# Biggest Cam for CIS



## Shrttrackr (Oct 13, 2004)

What can CIS Basic handle for a Cam?
I have a cylinder head with oversize valves that i need to put a smaller base-circle cam in.

i have a Web Camshaft that i would like to run.

here is the card info:

Part #:
00-342

Grind:
211
--------------------------------------------------------------------------------
Intake
Exhaust

Valve Lash (Inch):
.010
.016

Valve Lift (Inch):
0.480
0.480

Valve Lift (mm):
12.19
12.19

Advertised Duration:
288°
288°

Duration @ 0.050":
261°
261°

Lobe Center:
102°
102°
--------------------------------------------------------------------------------

Intake Opens 28.5°
Before TDC
Exhaust Opens 52.5°
Before BDC

--------------------------------------------------------------------------------

Intake Closes 52.5°
After BDC
Exhaust Closes
28.5° After TDC

--------------------------------------------------------------------------------

Valve Timing Is Checked With Zero Valve Lash
@ 0.050 Inches Of Valve Lift.


----------



## WaterWheels (Aug 14, 2005)

CIS is really no different then carburetors. It can "handle" that camshaft but you are not going to have what most people would like for an idle. All the fitting requirements a side, I would guess the idle will need to be in the 1500RPM range with a lot of initial ignition timing, maybe as low as 1200RPM but I doubt it.


----------



## Shrttrackr (Oct 13, 2004)

Thanks, idle quality is not an issue as this is for a race car. I guess i should have put that in the original post. 

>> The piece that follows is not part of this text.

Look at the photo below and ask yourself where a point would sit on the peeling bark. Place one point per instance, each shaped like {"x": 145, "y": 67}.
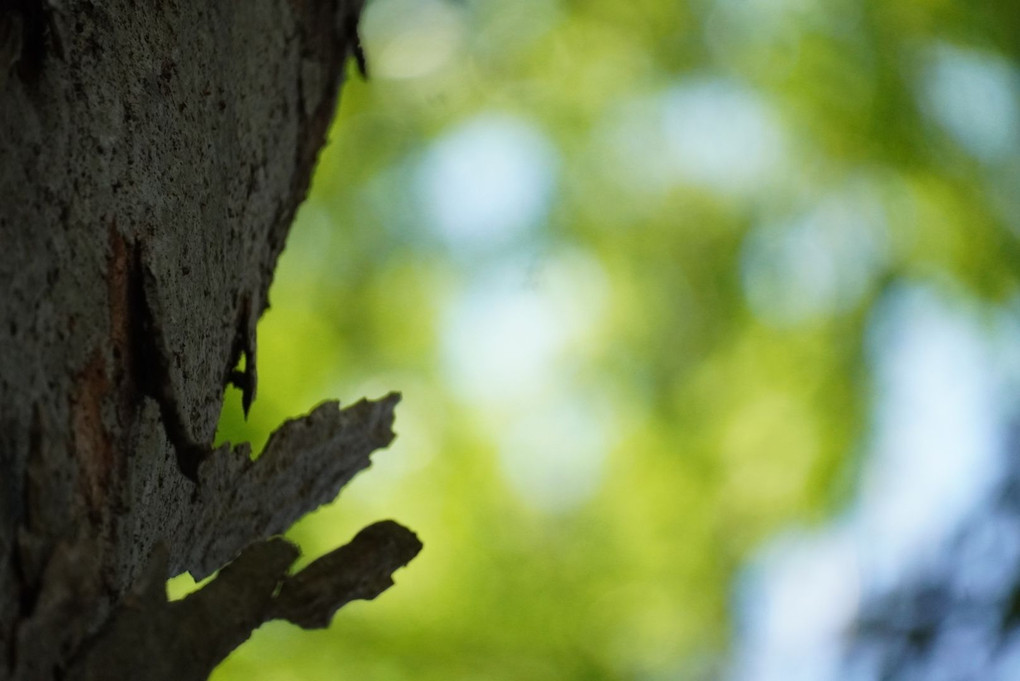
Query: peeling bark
{"x": 152, "y": 162}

this is for my side project car. the main race car has a cam that makes my teeth rattle... 

Ignition timing: i have this setup with non-vac advance distributor set anywhere between 32-34deg.


----------



## ToddA1 (Apr 22, 2002)

On basic, I've run a Schrick 280* asymmetric with a silky smooth idle @ around 900 rpm. The same cam in a Lamda car needed to idle around 1200 rpm. TT's 280* is a Schrick clone. I have a TT 288* that I haven't run yet.

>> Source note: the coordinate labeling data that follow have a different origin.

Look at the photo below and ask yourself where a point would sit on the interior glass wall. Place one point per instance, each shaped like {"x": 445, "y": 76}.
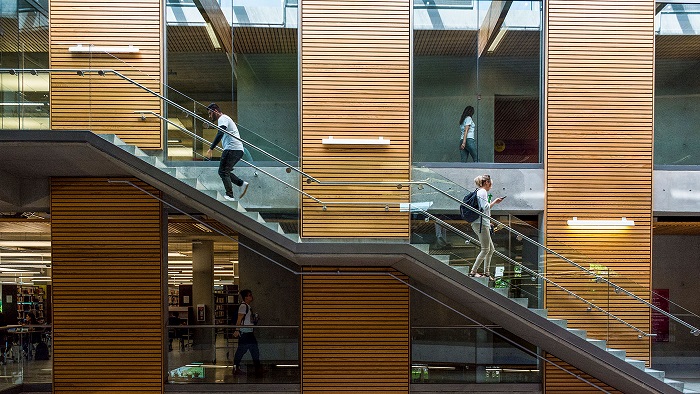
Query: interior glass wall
{"x": 208, "y": 267}
{"x": 677, "y": 84}
{"x": 484, "y": 55}
{"x": 242, "y": 56}
{"x": 24, "y": 42}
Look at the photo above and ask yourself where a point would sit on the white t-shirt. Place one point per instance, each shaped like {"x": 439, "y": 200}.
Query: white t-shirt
{"x": 468, "y": 121}
{"x": 483, "y": 197}
{"x": 228, "y": 142}
{"x": 246, "y": 320}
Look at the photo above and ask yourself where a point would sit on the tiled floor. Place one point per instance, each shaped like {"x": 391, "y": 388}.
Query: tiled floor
{"x": 198, "y": 366}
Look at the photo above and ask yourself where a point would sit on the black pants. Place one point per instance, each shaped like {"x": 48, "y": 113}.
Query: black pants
{"x": 229, "y": 159}
{"x": 247, "y": 342}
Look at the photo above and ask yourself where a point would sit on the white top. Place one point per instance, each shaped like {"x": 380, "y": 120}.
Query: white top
{"x": 246, "y": 320}
{"x": 468, "y": 121}
{"x": 228, "y": 142}
{"x": 483, "y": 197}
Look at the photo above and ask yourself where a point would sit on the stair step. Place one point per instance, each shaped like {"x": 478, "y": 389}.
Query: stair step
{"x": 113, "y": 139}
{"x": 655, "y": 373}
{"x": 621, "y": 354}
{"x": 444, "y": 258}
{"x": 294, "y": 237}
{"x": 463, "y": 269}
{"x": 577, "y": 331}
{"x": 637, "y": 363}
{"x": 598, "y": 342}
{"x": 275, "y": 226}
{"x": 211, "y": 193}
{"x": 154, "y": 161}
{"x": 425, "y": 248}
{"x": 521, "y": 301}
{"x": 560, "y": 322}
{"x": 483, "y": 280}
{"x": 540, "y": 311}
{"x": 502, "y": 291}
{"x": 255, "y": 216}
{"x": 675, "y": 384}
{"x": 192, "y": 182}
{"x": 133, "y": 149}
{"x": 173, "y": 172}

Collin @ TT told me a friend of his ran a Schrick 316* on basic, but it obviously didn't idle well.

I was under the impression that carbed cars handle larger cams better.... it's the sensor plate bouncing around that screws the idle up.

-Todd


----------



## WaterWheels (Aug 14, 2005)

ToddA1 said:


> I was under the impression that carbed cars handle larger cams better.... it's the sensor plate bouncing around that screws the idle up.


My not be 100% the same, but the carburetor relies on engine vacuum (low pressure in the intake system) to draw fuel from the bowl of the carburetor. So fluxing pressures also upset the mixture in them also. Cure is to raise the idle to smooth the pulses out and get an idle you can live with, same as with CIS. But yes, they can stand maybe a bit taller cam than the CIS can.


----------